'I urged the chief minister even before she took her oath requesting her to send a tough message to the police and the administration that any violent activity, any destruction of property, any arson, loot in your area, they will be held accountable.'
'Her silence on this speaks volumes.'
Jagdeep Dhankhar took over in July 2019 as the 28th governor of West Bengal.
It's no secret that he has had a strained relationship with Trinamool Congress leader and Bengal Chief Minister Mamata Banerjee.
A challenge that none of his predecessors would have faced.
In an exclusive interview with Rediff.Com's Senior Contributor Payal Singh Mohanka, Governor Dhankhar shares his concerns about Bengal.
The concluding segment of a two-part exclusive interview:
Is being the governor of West Bengal your toughest assignment?
I have taken an oath under Article 159 which is two-fold to preserve, protect and defend the constitution to serve the people of the state of West Bengal.

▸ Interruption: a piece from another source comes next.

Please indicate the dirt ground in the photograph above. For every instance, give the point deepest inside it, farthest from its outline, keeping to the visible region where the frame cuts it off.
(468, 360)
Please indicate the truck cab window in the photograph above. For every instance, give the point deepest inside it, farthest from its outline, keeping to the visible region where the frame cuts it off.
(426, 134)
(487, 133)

Challenges are always there.
One has to rise to the occasion. I have always been pleading with the government to be in rational mode, to take affirmative steps to alleviate the sufferings of the people and not to get away from rule of law.
What I find most painful is that the present chief minister on wholly untenable considerations thinks she is a state within a state.

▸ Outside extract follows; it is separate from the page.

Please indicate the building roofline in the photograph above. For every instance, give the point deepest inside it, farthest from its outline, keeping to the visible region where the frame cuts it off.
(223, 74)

The state is bleeding, economically suffering and there is absolute flight of human capital.
Go to any family, and see. It is not a land of opportunity at all, it is not a land of peace.
The TMC has been blatant about its adversarial relationship with Your Excellency.
I take strong exception to this narrative which has been floated.
I have no adversarial relationship with the government.
They are thinking about it in their own manner because they find it expedient I don't know for what reason.
Yesterday (May 5) at the ceremony I had the occasion to interact with senior brass of the TMC.
I told them point blank why can't you senior people see the writing on the wall, the governance is totally on unconstitutional considerations.
There is no rule of law. The state is on fire. And you are still in a good mood.
How did they respond?
Do they have a right to respond? I see these ministers only in a swearing-in ceremony.
I think they are frozen in their tracks or full of fear even to connect with Raj Bhavan.
But let me tell you the state is passing through a very horrendous situation.
The TMC alleges that the Raj Bhavan has been converted into a BJP office.
Indicate one fact that may substantiate this. The governor is an easy punching bag.
And when you have a governor appointed during the regime of a political party which is not in power in the state, this charge is easily made.
But to the extent that I am concerned, I take my command only from the Constitution.
And there is no other aspect that can influence me either in the state or outside.
Will you be a bridge between the state and the Centre and ensure this mandate is honoured for the development of the state.
That is my primary duty. I have been pleading with the chief minister for a long time.
If there are issues with the Centre, I have to be shoulder to shoulder with the state government.
You will be surprised not a single response to me so far except one.
When we had a governors' conference in 2019, I wrote to the chief minister that this is a great opportunity if you have any issues with the centre I can raise them.
I had to send her a reminder to please flag me those issues.
And the fact is on the first day of the governors' conference I get a brief letter indicating just three not very significant issues.
I read out that communication of the chief minister. What more can a governor do? I have one issue with the media here.
The state is burning, but according to the media there is calm and peace!
Any message for the chief minister as she embarks on a historic third-term?
I urged the chief minister even before she took her oath requesting her to send a tough message to the police and the administration that any violent activity, any destruction of property, any arson, loot in your area they will be held accountable.
Her silence on this speaks volumes and proves what people are telling me that all this has been designed only to teach a lesson and weaken any force that can contemplate opposing the ruling dispensation.
These are the makings of a police state, a despotic state but surely they do not sync with democratic principles.
Third term is not usual. I complimented her on that.
I have said publicly after she took her oath that she must script a new behaviour of governance.
She must co-operate with the Centre, de-politicise bureaucracy, and take all steps so that ten years of evils that have accumulated in governance that is corruption, syndicate, politicisation of bureaucracy, repressive and oppressive attitude toward opposition, false implication in cases, all this has to be changed.
And there must be full belief in co-operative federalism, a healthy co-operation with the centre.
With the BJP having won 77 seats for the first time there will be an Opposition in the state assembly. This would surely work to Bengal's advantage
I wouldn't reflect on this but the Left that ruled for more than 3 decades has no presence in the assembly at the moment, the Congress ruled for more than 2 decades and there is no presence in the assembly.
Democracy can thrive only when both the Treasury and the Opposition benches act in concert on issues of governance.
Politically they can do what they wish to, but when it comes to governance the welfare of the people and the interests of the state they should be on the same page.
I have no idea what will unfold, but as on date I am really worried.